Она не сопротивлялась, когда руки Шункаха скользнули под юбку, лаская икры, изгибы бедер. Она смотрела ему в глаза, пока он раздевал ее, и ей нравилось, как они загораются глубоким внутренним светом, как он разглядывает ее любовно и обожающе. Бриана была готова, нетерпелива, когда он высвободился из своей одежды, обнажая сильное мускулистое тело, которое она так хорошо знала. А потом он слился с ней, войдя в теплую женскую часть ее, которая принадлежала ему, ему одному.

И теперь уже ничего не существовало во всем мире — только они двое, составлявшие сейчас одно целое. В их мире не было ненависти, не было различий между красными и белыми, только бесконечное чудо слившихся тел с одним сердцем, одной душой…

* * *

Дни тянулись медленно. Одна буря следовала за другой, и снежные сугробы становились все выше и выше. Бриане казалось, что она живет в холодном белом мире. Порой она спрашивала себя: станет ли небо когда-нибудь снова голубым? Бывали дни, когда ветер проносился по земле, завывая, словно причитавшая по покойнику женщина. Бывали ночи, когда гром разрывал небеса и сотрясал землю, когда мощные вспышки молний рассекали чернеющее небо и дождь обрушивался на типи с такой яростью, что Бриана пугалась: как бы оно не рухнуло им прямо на головы.

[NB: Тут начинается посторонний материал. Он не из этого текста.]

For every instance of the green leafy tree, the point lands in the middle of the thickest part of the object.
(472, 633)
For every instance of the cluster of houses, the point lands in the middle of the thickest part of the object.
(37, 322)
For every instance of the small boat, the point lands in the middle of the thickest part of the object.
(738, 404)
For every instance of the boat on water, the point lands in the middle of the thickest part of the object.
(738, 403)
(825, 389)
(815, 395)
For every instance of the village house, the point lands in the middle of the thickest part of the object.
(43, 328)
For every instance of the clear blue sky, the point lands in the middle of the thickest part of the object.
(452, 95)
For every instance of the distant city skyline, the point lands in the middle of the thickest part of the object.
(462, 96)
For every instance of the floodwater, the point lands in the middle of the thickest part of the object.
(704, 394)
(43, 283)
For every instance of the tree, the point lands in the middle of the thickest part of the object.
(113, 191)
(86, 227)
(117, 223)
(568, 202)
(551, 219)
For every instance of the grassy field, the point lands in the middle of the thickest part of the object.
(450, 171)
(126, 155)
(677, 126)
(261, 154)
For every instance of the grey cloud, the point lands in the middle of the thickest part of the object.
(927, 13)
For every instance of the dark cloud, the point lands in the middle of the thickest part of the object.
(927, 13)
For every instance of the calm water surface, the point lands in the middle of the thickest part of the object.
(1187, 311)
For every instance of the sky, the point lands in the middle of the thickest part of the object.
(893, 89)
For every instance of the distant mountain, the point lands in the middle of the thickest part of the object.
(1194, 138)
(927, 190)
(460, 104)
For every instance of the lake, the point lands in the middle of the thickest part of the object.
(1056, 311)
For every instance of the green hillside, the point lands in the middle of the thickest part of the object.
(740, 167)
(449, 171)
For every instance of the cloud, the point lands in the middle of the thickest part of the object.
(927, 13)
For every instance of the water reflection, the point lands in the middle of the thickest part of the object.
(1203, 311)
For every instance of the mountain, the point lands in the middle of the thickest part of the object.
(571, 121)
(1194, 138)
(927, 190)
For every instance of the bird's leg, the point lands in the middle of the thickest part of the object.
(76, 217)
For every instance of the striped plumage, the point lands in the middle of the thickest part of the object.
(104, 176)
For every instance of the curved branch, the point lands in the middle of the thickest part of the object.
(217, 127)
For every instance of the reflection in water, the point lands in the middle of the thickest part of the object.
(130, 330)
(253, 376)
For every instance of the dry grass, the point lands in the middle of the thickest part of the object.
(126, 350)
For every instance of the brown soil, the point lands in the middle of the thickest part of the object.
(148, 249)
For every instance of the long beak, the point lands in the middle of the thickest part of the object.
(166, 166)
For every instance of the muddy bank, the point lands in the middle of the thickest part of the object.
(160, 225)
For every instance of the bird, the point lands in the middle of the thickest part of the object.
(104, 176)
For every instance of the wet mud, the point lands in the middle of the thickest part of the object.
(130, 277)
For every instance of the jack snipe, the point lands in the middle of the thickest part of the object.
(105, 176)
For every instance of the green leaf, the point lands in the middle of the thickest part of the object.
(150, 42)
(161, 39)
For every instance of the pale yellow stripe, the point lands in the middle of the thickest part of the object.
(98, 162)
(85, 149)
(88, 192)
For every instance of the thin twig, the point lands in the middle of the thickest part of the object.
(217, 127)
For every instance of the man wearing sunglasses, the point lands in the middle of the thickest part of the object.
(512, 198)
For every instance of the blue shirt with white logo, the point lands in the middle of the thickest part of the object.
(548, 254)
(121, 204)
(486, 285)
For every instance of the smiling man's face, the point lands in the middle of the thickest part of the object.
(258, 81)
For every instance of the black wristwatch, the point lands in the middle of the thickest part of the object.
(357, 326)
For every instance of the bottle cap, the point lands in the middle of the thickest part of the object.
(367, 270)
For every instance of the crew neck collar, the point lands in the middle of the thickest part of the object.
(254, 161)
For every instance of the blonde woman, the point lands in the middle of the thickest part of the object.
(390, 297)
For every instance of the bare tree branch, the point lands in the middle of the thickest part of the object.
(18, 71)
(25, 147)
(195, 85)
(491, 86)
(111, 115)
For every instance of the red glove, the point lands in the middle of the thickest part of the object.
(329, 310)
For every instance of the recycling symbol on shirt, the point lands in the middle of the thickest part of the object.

А потом каким-то сверхъестественным образом наступила весна, Месяц Нежной Травы. Снег исчез, небо стало голубым, подобно сапфиру, лютики и маки расцвели по склонам холмов вместе со шпорником, колокольчиками и диким оранжевым журавельником.

Лакота готовились к переезду на более высокие земли, и вся деревня была охвачена волнением и суматохой.

Теплым апрельским вечером прибыл гонец от племени Хункпапа. Позже Шункаха сообщил Бриане плохие новости. Красное Облако был вызван в Вашингтон еще прошлой осенью. Великий Белый Отец решил купить Па Сапа. Красное Облако был ошеломлен этим сообщением. Когда он отказался продать землю, то понял: быть войне. Понимали это и бледнолицые. Но пока войны не было, Лакота передвигались на запад, следуя за буйволами. Белые люди хлынули к Черным Холмам в поисках золота, когда индейцы уже откочевали оттуда. И на земле Пятнистого Орла сохранился мир.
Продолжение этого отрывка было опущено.